The last loop stores extra characters to complete a set of 4 bytes. Next, we have the decode function.
vector<UC> decode_base64(string const& encoded) {
UI i = 0, j = 0, k = 0, in_len = encoded.size();
UC temp_a_3[3], temp_4[4];
vector<UC> decoded;
for (i = 0; i < in_len; i += 4) {
for (j = i, k = 0; j < i + 4 && encoded[j] != EXTRA; j++)
temp_4[k++] = base64_chars.find(encoded[j]);
for (; k < 4; k++) temp_4[k++] = '\0';
temp_a_3[0] = (temp_4[0] << 2) + ((temp_4[1] & MASK7) >> 4);
temp_a_3[1] = ((temp_4[1] & MASK4) << 4) + ((temp_4[2] & MASK8) >> 2);
temp_a_3[2] = ((temp_4[2] & MASK2) << 6) + temp_4[3];
for (j = i, k = 0; k < 3 && encoded[j + 1] != EXTRA; j++, k++)
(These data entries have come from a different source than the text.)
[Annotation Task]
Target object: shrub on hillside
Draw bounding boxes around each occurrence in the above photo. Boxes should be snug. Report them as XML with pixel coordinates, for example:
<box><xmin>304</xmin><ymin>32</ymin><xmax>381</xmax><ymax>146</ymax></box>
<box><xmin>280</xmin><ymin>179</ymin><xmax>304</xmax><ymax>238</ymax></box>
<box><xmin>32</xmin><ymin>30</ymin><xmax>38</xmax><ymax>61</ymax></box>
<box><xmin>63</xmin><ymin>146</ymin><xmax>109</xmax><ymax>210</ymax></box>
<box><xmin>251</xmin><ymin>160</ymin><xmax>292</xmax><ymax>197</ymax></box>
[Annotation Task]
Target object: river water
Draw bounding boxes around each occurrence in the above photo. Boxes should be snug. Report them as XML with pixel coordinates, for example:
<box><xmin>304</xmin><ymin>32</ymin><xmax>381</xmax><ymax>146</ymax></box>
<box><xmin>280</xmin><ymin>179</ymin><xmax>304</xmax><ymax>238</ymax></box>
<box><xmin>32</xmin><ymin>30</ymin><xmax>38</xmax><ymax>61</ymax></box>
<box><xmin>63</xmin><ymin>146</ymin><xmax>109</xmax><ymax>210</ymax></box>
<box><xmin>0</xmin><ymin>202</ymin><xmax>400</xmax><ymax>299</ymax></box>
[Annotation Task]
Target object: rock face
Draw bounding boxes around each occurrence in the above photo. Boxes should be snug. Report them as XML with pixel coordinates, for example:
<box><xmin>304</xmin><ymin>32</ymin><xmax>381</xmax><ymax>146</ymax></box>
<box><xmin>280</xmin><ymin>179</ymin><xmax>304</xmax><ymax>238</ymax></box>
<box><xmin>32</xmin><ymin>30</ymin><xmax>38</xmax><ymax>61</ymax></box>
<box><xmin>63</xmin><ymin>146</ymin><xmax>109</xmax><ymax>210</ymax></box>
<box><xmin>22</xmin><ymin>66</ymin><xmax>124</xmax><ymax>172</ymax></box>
decoded.push_back(temp_a_3[k]);
}
return decoded;
}
This function takes the encoded message and does the reverse operation, which includes the following steps.
- Get the index of each character obtained from the
base_64
character set and make a set of 4 bytes. - Again, add 0 against the special characters we have stored in the encoding process.
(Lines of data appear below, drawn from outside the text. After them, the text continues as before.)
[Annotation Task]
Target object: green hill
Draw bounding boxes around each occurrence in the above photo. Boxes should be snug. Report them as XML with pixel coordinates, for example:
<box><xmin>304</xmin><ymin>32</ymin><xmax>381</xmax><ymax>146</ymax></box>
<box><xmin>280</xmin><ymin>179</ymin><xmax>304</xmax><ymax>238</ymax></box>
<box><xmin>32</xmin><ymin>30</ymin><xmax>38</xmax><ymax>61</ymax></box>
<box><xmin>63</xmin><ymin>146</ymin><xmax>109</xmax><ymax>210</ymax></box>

- Next, convert a set of 4 bytes into a set of 3 bytes by reverse bit operations (Here, we are not going into details of these operations).
- Finally, combine a set of 3 bytes to get the combined decoded message.
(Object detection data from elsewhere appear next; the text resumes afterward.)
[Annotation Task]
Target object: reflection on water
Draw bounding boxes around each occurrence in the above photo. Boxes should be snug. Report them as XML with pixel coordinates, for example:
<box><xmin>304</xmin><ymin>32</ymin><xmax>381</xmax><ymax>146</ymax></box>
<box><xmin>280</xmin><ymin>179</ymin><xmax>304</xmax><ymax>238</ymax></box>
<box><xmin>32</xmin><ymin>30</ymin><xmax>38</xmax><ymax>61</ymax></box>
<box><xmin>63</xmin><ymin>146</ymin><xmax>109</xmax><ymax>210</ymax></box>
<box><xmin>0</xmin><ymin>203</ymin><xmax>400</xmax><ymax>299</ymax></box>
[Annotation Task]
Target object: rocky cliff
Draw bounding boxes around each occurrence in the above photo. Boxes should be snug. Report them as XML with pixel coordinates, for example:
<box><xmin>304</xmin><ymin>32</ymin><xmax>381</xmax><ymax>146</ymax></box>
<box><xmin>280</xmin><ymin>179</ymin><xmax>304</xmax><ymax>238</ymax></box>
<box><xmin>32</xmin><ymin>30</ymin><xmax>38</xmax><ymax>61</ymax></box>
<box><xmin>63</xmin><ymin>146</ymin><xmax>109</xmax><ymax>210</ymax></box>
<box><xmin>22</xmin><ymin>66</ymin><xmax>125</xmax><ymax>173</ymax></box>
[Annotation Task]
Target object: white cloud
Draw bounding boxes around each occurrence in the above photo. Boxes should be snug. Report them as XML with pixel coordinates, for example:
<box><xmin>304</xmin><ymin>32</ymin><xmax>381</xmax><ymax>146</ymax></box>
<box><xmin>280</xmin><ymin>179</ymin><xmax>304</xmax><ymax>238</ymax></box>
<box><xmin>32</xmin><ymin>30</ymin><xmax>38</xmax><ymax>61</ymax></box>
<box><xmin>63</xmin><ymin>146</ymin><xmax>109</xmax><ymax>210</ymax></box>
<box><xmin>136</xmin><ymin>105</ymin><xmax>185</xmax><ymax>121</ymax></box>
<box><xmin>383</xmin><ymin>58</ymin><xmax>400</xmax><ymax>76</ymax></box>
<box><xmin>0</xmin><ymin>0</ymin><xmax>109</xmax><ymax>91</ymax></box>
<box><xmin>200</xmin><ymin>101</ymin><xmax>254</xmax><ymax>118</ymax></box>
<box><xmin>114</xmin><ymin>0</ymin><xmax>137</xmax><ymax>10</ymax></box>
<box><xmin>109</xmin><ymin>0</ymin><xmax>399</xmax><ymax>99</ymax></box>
Finally, here we have a complete code with 2 examples of coding and encoding.
#include <iostream>
#include <string>
#include <vector>
using namespace std;
typedef unsigned char UC;
typedef unsigned int UI;
#define EXTRA '^'
#define MASK1 0xfc
#define MASK2 0x03
#define MASK3 0xf0
#define MASK4 0x0f
#define MASK5 0xc0
#define MASK6 0x3f
#define MASK7 0x30
#define MASK8 0x3c
const string base64_chars =
"ABCDEFGHIJKLMNOPQRSTUVWXYZabcdefghijklmnopqrstuvwxyz0123456789+/";
string encode_base64(UC const* buf, UI bufLen) {
string encoded = "";
UI i = 0, j = 0, k = 0;
UC temp_a_3[3], temp_4[4];
for (i = 0; i < bufLen; i += 3) {
for (j = i, k = 0; j < bufLen && j < i + 3; j++) temp_a_3[k++] = *(buf++);
for (; k < 3; k++) temp_a_3[k] = '\0';
temp_4[0] = (temp_a_3[0] & MASK1) >> 2;
temp_4[1] = ((temp_a_3[0] & MASK2) << 4) + ((temp_a_3[1] & MASK3) >> 4);
temp_4[2] = ((temp_a_3[1] & MASK4) << 2) + ((temp_a_3[2] & MASK5) >> 6);
temp_4[3] = temp_a_3[2] & MASK6;
for (j = i, k = 0; j < bufLen + 1 && j < i + 4; j++, k++)
encoded += base64_chars[temp_4[k]];
for (; k < 4; k++) encoded += EXTRA; // sentinal value
}
return encoded;
}
vector<UC> decode_base64(string const& encoded) {
UI i = 0, j = 0, k = 0, in_len = encoded.size();
UC temp_a_3[3], temp_4[4];
vector<UC> decoded;
for (i = 0; i < in_len; i += 4) {
for (j = i, k = 0; j < i + 4 && encoded[j] != EXTRA; j++)
temp_4[k++] = base64_chars.find(encoded[j]);
for (; k < 4; k++) temp_4[k++] = '\0';
temp_a_3[0] = (temp_4[0] << 2) + ((temp_4[1] & MASK7) >> 4);
temp_a_3[1] = ((temp_4[1] & MASK4) << 4) + ((temp_4[2] & MASK8) >> 2);
temp_a_3[2] = ((temp_4[2] & MASK2) << 6) + temp_4[3];
for (j = i, k = 0; k < 3 && encoded[j + 1] != EXTRA; j++, k++)
decoded.push_back(temp_a_3[k]);
}
return decoded;
}
int main() {
vector<UC> myData = {'6', '7', '8', '9'};
string encoded = encode_base64(&myData[0], myData.size());
cout << "Encoded String: " << encoded << '\n';
vector<UC> decoded = decode_base64(encoded);
cout << "Decoded Data: ";
for (int i = 0; i < decoded.size(); i++) cout << (char)decoded[i] << ' ';
cout << '\n';
myData = {4, 16, 64};
encoded = encode_base64(&myData[0], myData.size());
cout << "Encoded String: " << encoded << '\n';
decoded = decode_base64(encoded);
cout << "Decoded Data: ";
for (int i = 0; i < decoded.size(); i++) cout << (int)decoded[i] << ' ';
cout << '\n';
return 0;
}
In the main, we have 2 data sets. In the first set, we have numeric characters; in the next set, we have numeric values; therefore, in the last loop, we print the decoded message with type casting in an integer.
Output:
Encoded String: Njc4OQ^^
Decoded Data: 6 7 8 9
Encoded String: BBBA
Decoded Data: 4 16 64
The first set has 4 characters (4 bytes), and the encoded message Njc4OQ^^
has 6 characters (the last 2 characters are extra). In the second set, there are 3 bytes, and the encoded message BBBA
has 4 bytes.
In base_64
encoding, every character has a maximum of 6 bits set to 1, where we have corresponding 64 base_64
primary characters. Similarly, the encoded message requires 33% more storage than ASCII.
Despite extra storage, the advantage is to manage special characters. Therefore, this encoding scheme transfers data and keeps the integrity intact.